The history behind Gravesend’s origins
PUBLISHED: 11:29 12 July 2012 | UPDATED: 11:36 12 July 2012
In 1665 the bubonic plague spread like wildfire across the capital, killing an estimated 100,000 Londoners and leaving a dilemma of where to bury the dead.
For many misguided historians, this is the origin of Gravesend - but in fact, the name was first seen in the Domesday Book about 500 years before, in 1086, as Gravesham.
The origin of the name is disputed with some claiming it stems from Grafs-ham, meaning a place at the end of the grove.
Though the origins of Gravesend may not be as infamous as is popularised, it is still nonetheless steeped in a rich history stemming right the way back to the Stone Age.

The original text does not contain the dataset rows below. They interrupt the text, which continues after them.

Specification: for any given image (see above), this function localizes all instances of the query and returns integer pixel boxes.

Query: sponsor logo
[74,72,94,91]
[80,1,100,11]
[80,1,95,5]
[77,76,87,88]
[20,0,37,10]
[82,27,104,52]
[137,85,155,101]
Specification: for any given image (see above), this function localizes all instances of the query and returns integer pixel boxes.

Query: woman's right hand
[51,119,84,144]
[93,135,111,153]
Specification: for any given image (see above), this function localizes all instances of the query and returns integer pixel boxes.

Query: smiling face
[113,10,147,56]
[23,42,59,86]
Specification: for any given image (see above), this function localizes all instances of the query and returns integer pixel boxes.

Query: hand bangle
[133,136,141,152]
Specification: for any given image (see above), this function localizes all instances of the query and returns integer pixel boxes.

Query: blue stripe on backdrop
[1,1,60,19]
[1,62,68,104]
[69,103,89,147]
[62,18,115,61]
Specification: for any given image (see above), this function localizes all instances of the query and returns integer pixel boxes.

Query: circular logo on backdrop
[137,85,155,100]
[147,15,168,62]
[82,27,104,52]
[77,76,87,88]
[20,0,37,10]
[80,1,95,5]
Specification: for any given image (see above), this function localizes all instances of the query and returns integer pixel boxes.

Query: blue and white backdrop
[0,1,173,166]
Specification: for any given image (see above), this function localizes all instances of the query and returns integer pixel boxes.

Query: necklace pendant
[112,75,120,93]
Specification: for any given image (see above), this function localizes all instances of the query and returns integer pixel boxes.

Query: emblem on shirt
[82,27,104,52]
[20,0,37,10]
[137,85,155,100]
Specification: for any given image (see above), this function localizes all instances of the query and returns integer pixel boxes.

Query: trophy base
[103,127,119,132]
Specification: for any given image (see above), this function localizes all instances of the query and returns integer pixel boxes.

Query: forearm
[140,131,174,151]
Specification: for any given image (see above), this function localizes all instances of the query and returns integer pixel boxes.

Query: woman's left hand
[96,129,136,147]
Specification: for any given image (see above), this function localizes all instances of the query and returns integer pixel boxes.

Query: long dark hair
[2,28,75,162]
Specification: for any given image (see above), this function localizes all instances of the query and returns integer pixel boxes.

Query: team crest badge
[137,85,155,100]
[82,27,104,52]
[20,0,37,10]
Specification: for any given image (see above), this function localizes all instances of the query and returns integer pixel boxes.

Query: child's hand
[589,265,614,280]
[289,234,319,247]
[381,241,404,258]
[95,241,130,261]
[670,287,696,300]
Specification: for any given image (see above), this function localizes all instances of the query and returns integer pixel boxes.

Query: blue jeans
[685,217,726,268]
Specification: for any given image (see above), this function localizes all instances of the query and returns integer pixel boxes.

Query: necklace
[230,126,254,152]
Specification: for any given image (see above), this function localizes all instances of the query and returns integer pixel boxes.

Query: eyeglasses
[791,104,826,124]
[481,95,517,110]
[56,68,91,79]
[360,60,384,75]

Few implements remain as evidence of Stone Age settlers, but more concrete proof of our early ancestors can be found through an Iron Age settlement near Springhead thought to have been a hub of activity from 100BC to 300AD.
The site was excavated from 2000-2003 due to the Channel Tunnel Rail Link and was soon realised to be an archaeological wonderland, offering up more than 150,000 objects ranging from axe heads to small coins.
The Romans also had a strong presence in Gravesend, with the main road from London to the Kentish coast running just to the north of the town.
The Domesday Book mentions mills, ports and fisheries along the road.
The rich history of the area is continued through its market, one of the oldest in the country that can trace its origins back to its earliest charter from 1268.